Gordon Slater
- Born: 21 November 1971 (age 54) New Plymouth
- Height: 1.88 m (6 ft 2 in)
- Weight: 112 kg (247 lb)
- School: New Plymouth Boys' High School

Rugby union career
- Position: Prop

International career
- Years: Team / Apps / (Points)
- 1997-2000: New Zealand / 6 / (5)

= Gordon Slater (rugby union) =

NZ international rugby union player

Gordon Leonard Slater (born in New Plymouth, 21 November 1971) is a New Zealand former rugby union footballer. He is recorded as All Black number 968.

== Career ==
Slater, played in 174 matches for Taranaki after making his debut as a 19 year old in 1991. He was in the 1988 and 1989 New Zealand national schoolboy rugby union team. He also played for the New Zealand Colts (1991 and 1992), the New Zealand Divisional team (1993) and the Hurricanes for 56 games, including many as the captain.
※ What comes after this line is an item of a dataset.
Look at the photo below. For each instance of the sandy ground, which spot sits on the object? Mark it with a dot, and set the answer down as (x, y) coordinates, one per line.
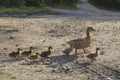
(84, 9)
(42, 32)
He also played for the New Zealand Development Team in 1994 and New Zealand A team in 1998 and 1999.

Slater made his debut for the All Blacks on their 1997 end of season tour. He played against Wales 'A' at Pontypridd (a 51–8 win), Emerging England at Huddersfield (59–22) and England 'A' at Leicester (30–19).

His international appearances were limited due to the presence of players such as Olo Brown, Kees Meeuws and Greg Somerville. He next played on the 2000 end of year tour and played in test matches against France at Paris (39–26 win) and at Marseille (scoring a try in the 33–42 loss) and versus Italy at Genova (56–19).

He continued to appear for Taranaki until the 2005 season and upon retirement had played 263 first class games.

Although playing in the professional rugby environment Gordon was also a dairy farmer.

== Personal life ==
His elder brother, Andy Slater, also played for the New Plymouth Old Boys club and Taranaki as a lock or flanker (180 games from 1989 to 2001). Andy was the First division player of the year in 2000 and had an appearance as a substitute for the Hurricanes in 2001.